If you’ve ever made fun of someone who claimed to have seen a UFO, then you have been influenced by this policy.

Bushong became another victim of the Project Blue Book ridicule campaign.

Personally, I have never found anything funny about UFOs. At best, they are a confusing sighting that leaves people uneasy. At the worst, people are abducted in a terrifying, traumatic personal violation. Even if the witness is truly insane and seeing things that aren’t really there, it still isn’t funny; it’s a different kind of tragedy.

After Bushong retired in 2016, he returned to Michigan and has been doing his own research finding nothing but confirmation of his observations from other witnesses.

Another eyewitness report came from a young couple who were camping next to the lake that night. They woke up and saw a “tower of water,” at least 20 feet wide, rising up from the lake very high into the sky, into a bright light.

Rare reports have been made describing UFOs sucking up water into their ships.

The witnesses seeing water rising into the sky during the Michigan incident reminded me of a report I saw on the “After Disclosure” episode of the Netflix series “Top Secret UFO Projects Declassified.”

An investigative journalist named Chase Kloetzke was doing a story on the discovery of previously-unknown ancient pyramids near Pisco, Peru. The Pisco area of Peru is famously known to be a UFO hotspot.

Kloetzke met with the mayor of Pisco, Juan Mendoza Uribe, out in the field near a dried up lake bed near Pisco in January of 2015.

Uribe told her, “There used to be a grand lake there, but the UFOs keep coming down and they steal all their water.” He was concerned for the local farmers who needed the water for their crops and livestock.

Kloetzke was surprised when she realized that Uribe was quite serious and he was sincerely hoping that she as an investigative journalist could help them somehow.

“I want you to help me tell them (the UFOs) to stop taking our water,” Uribe told her, and she was struck by how the existence of UFOs was so matter-of-factly accepted in the region.

“It just struck me that he was so open with this.

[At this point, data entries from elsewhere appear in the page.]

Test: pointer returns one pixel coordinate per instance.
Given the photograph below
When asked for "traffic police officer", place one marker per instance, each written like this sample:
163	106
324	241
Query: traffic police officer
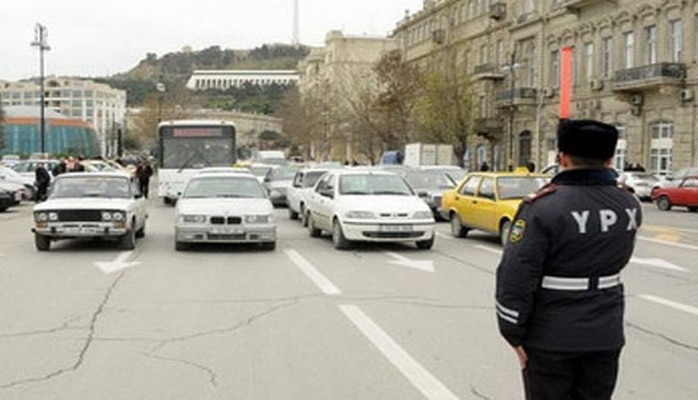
559	296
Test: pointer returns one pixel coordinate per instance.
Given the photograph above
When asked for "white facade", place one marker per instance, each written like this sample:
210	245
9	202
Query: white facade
101	105
225	79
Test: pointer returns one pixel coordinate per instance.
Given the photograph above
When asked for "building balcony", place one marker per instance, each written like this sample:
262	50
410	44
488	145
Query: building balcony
517	96
487	71
489	126
576	5
649	77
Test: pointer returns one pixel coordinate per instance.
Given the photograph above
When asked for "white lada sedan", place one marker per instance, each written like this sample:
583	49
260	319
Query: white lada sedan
224	208
86	205
370	206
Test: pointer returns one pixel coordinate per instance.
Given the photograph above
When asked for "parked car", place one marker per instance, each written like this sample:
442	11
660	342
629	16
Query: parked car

A UFO came down and just took their water, and he was angry about that and he wanted someone to communicate that,” said Kloetzke.

Those of you who have read our book, know that we believe aliens reside here on earth in underground bases. We believe this Michigan incident is an example of the aliens acquiring a huge amount of freshwater. We believe they literally made a water run.

Living here full time as we believe they do, they would need a regular source of drinking water. If these sources were to run low, they would need to supplement their supply.

We think this is the reason the UFOs conducted a triangulated search of the lake until they found an ice-free area in the middle, was because they were looking for liquid water to take. This is why the ships stopped in the middle of the lake and hovered there for over an hour. This is why witnesses saw a tower of water rising into the sky.